You are viewing a plain text version of this content. The canonical link for it is here.
Posted to dev@hbase.apache.org by Ionut Ignatescu <io...@gmail.com> on 2012/07/14 16:40:19 UTC

How to merge regions?

Hi all,

 

My use case: I have several tables with key starting with a timestamp. Also,
this tables have set data retention to 30 days.

Table size is around 1Tb(3Tb replicated) and data is inserted regular(on
5minute, ~200Mb is inserted).

File size is set to 1Gb. I have this tables in use for almost half an year
and now a table has around 6k partitions and

40% of them are empty.

The problem: the number of regions per region server is now pretty high.

 

Questions: 

Which approach is better?

- to merge adjacent empty partitions in a bigger one?
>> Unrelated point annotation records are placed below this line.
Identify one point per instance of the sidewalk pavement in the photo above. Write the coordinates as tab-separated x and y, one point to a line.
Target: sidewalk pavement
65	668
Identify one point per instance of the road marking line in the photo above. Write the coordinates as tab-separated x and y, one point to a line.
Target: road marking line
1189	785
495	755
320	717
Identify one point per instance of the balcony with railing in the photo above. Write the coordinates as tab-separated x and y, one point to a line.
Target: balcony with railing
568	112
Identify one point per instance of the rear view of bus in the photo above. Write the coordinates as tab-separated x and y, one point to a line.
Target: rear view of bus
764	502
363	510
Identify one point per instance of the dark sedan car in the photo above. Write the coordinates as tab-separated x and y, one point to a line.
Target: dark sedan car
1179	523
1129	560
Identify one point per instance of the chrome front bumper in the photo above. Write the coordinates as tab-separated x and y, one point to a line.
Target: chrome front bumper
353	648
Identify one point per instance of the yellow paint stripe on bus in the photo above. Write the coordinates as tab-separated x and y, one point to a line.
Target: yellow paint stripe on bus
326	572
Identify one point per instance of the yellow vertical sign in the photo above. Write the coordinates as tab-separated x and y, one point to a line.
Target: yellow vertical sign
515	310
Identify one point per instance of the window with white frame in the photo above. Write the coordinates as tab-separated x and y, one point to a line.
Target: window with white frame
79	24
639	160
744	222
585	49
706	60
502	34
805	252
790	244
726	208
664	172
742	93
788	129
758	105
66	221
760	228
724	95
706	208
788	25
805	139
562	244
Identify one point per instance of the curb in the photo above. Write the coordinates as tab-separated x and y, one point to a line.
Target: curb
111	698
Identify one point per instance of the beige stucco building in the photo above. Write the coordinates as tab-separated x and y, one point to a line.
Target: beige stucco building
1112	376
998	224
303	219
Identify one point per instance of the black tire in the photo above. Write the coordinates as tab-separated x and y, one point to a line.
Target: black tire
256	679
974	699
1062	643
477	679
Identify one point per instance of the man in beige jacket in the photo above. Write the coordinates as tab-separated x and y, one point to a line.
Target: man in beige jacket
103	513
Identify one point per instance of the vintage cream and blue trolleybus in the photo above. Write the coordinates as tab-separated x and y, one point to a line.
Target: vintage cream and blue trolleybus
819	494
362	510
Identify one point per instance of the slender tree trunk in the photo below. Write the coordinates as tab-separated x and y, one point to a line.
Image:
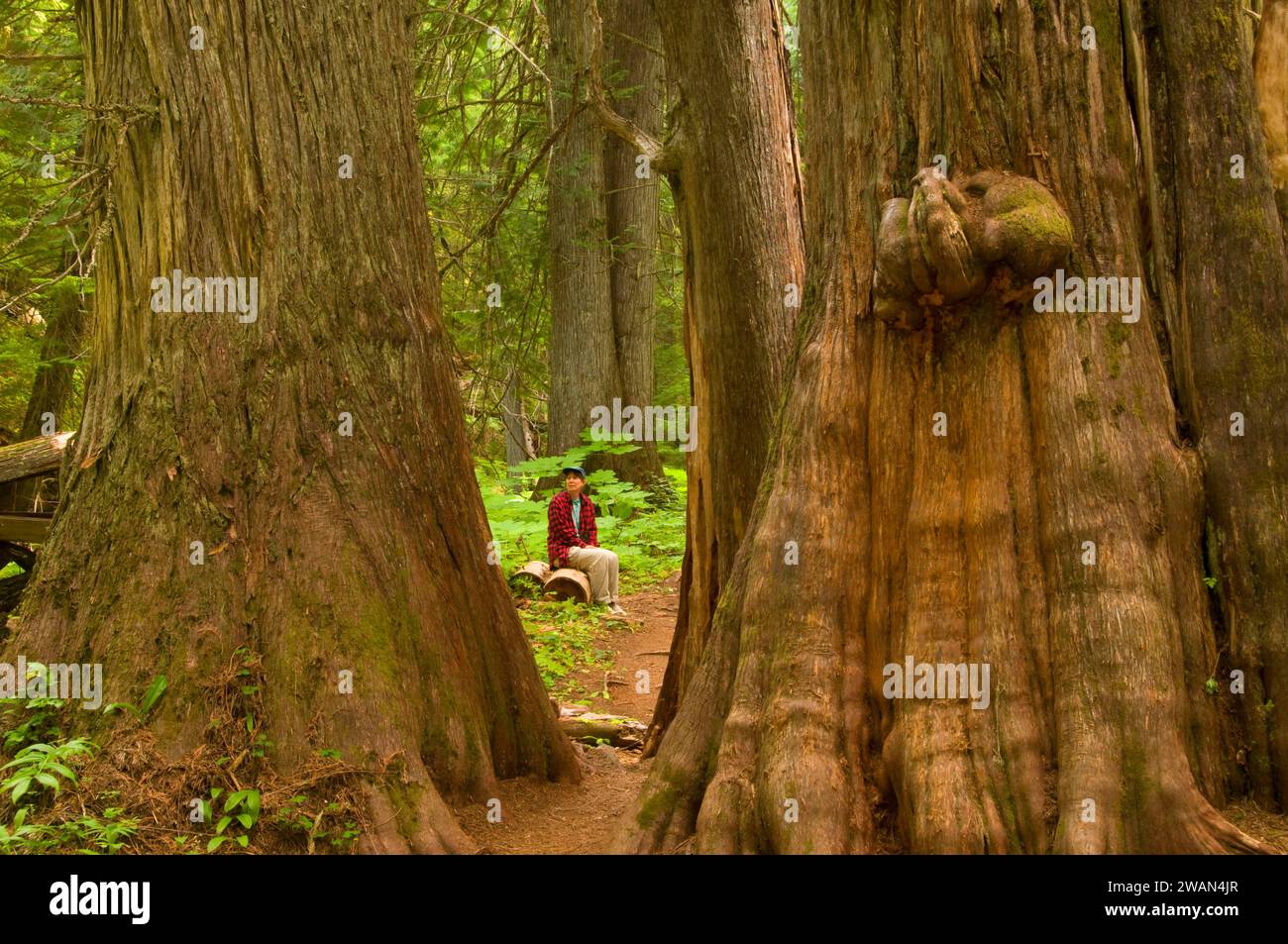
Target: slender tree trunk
634	62
738	198
603	231
584	371
1057	439
325	553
- to merge empty partitions to non-empty partitions?

Also, I'm wondering why regions merge is not part of major compactions and
why it's necessary to stop the 

entire fleet to solve this problem.


Re: How to merge regions?

Posted by Stack <st...@duboce.net>.
On Sat, Jul 14, 2012 at 4:40 PM, Ionut Ignatescu
<io...@gmail.com> wrote:
> - to merge adjacent empty partitions in a bigger one?
>
> - to merge empty partitions to non-empty partitions?
>
> Also, I'm wondering why regions merge is not part of major compactions and
> why it's necessary to stop the
>
> entire fleet to solve this problem.
>

Its something that should have been done long time ago but none of us
has taken it on properly.  J-D did an online merge hackup script
attached to the onilne merge issue that worked for our purposes and
helped out some others but beyond that, online merge needs loving.
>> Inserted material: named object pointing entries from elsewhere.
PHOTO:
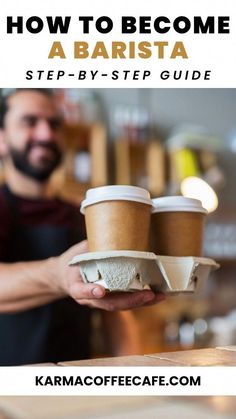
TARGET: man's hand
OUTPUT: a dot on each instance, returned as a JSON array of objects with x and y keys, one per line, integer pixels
[{"x": 93, "y": 295}]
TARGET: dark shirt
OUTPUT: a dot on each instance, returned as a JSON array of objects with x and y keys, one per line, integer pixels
[{"x": 34, "y": 230}]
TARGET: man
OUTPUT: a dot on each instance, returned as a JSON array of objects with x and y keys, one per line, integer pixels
[{"x": 37, "y": 322}]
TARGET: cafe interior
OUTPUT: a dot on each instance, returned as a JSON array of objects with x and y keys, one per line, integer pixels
[{"x": 170, "y": 142}]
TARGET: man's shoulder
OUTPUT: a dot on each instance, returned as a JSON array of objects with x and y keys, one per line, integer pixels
[{"x": 3, "y": 201}]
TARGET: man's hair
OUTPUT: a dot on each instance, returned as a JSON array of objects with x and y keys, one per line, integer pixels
[{"x": 6, "y": 93}]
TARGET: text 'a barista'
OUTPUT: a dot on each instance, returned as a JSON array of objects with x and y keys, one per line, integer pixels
[{"x": 121, "y": 50}]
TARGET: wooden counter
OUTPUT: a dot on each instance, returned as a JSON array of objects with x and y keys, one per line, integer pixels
[{"x": 131, "y": 407}]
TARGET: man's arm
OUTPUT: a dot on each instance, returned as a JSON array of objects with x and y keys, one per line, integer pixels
[{"x": 25, "y": 285}]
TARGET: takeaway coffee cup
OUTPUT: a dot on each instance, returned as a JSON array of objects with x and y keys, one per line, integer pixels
[
  {"x": 177, "y": 226},
  {"x": 117, "y": 218}
]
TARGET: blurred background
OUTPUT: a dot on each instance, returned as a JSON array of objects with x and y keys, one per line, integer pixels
[{"x": 170, "y": 141}]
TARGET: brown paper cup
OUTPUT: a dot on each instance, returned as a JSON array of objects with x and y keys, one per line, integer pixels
[
  {"x": 118, "y": 225},
  {"x": 177, "y": 233}
]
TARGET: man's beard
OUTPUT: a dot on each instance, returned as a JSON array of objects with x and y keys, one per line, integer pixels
[{"x": 42, "y": 172}]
It should be easier in your case given 40% of the regions are empty.
Are you ok w/ a bit of scripting editing the .META. table?  Are all
40% on the end of the table (given they are aged out)?  Can you just
cut the empty tail off the table by deleting all empty regions from
.META. (and from hdfs) off the end and then just add back a single
region what has a start key of the last non-empty region and an endkey
of the empty row to put back a scan stopper?

St.Ack